Over the course of my career, I have been lucky to be associated with established people who encourage artists. The goal of the curatorial discipline is to correctly present visual art to an identified audience. India is a developing nation and there is a lot of scope to change the popular mindset towards art and culture. In these fast-paced times, where people do not have much time to appreciate art and culture, I am privileged to be connected to the art world. My aim is to bring forward the rich creative legacies of our forefathers and eminent artists. My exhibitions always revolve around themes of social relevance.
Did you always want to be an artist?
Yes. Art is my calling. Let me add here that,
being a curator has not dampened my artistic spirit. I love to
collaborate with upcoming artists and showcase their works. The level of satisfaction this endeavour brings is intense. I live by art and my artistic and curatorial works are a humble attempt to bring art closer to human lives, washing away the dust from their souls.
Who are the artists that have motivated you?
Rabindranath Tagore, Jamini Roy, and Raja Ravi Varma have always inspired me. What draws me to them is the fact that despite immense success, they were epitomes of simplicity. They had the courage to break away from the influence of western traditions and blend in Indian art’s facets into their signature styles. These artists remained rooted to Indian culture and have left an indelible mark in the history of Indian art.
What is your favourite medium to work in?
As a curator, I feel each medium has its unique characteristics. Though, watercolour and soft pastels are the two mediums with many possibilities. On the other hand, acrylic provides a lot of scope for correction. It is one of the mediums that is in vogue.

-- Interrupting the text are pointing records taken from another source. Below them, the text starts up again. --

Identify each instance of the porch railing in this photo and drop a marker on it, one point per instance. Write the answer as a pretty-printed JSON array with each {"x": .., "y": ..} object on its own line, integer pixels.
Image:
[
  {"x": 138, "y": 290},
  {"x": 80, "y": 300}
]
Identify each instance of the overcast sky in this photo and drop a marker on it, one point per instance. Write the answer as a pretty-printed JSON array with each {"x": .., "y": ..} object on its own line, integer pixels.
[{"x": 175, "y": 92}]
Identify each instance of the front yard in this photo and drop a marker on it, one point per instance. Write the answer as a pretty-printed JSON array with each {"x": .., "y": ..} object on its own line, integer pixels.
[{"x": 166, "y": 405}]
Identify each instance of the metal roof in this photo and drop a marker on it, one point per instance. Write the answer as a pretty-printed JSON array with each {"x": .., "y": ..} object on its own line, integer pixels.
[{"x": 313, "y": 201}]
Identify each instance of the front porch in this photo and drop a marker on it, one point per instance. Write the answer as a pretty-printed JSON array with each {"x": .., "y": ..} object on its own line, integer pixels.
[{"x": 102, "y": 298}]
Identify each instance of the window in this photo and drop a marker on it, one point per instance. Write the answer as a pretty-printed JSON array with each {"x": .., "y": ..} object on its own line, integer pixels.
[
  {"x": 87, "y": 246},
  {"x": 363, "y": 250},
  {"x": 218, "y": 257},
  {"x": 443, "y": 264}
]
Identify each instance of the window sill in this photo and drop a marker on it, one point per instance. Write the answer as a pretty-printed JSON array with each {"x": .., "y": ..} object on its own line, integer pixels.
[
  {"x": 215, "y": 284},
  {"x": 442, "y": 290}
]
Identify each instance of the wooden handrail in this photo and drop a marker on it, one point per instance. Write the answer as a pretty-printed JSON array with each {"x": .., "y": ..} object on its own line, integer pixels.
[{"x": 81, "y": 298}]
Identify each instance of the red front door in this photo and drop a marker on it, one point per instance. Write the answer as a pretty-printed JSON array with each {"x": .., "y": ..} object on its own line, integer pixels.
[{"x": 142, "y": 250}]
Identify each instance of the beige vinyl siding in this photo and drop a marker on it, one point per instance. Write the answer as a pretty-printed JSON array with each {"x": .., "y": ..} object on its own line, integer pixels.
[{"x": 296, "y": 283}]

How did you zero in on these particular artists for the show?
I have been curating shows for the past eight years. What I have gained over these years is the strong association that I share with members of the art fraternity. I try to inspire them and give upcoming artists a foothold to display their talent to
What should be the aim of art?
Artists should give art a fresh interpretation and in the process make paradigm shifts in their genres. Moreover, the aim of art is for viewers to be educated in its history and instil a sense of pride in our rich cultural heritage.
Does India’s modern art scene look promising to you?
Sadly, most art schools and colleges are more like commercial institutions than creative spaces. No longer are they interested in promoting Indian art. They have structured and stylised syllabi so as to stimulate eclecticism. They should place more empghasis on Indian artistic traditions, which are being lost due to lack of support and appreciation.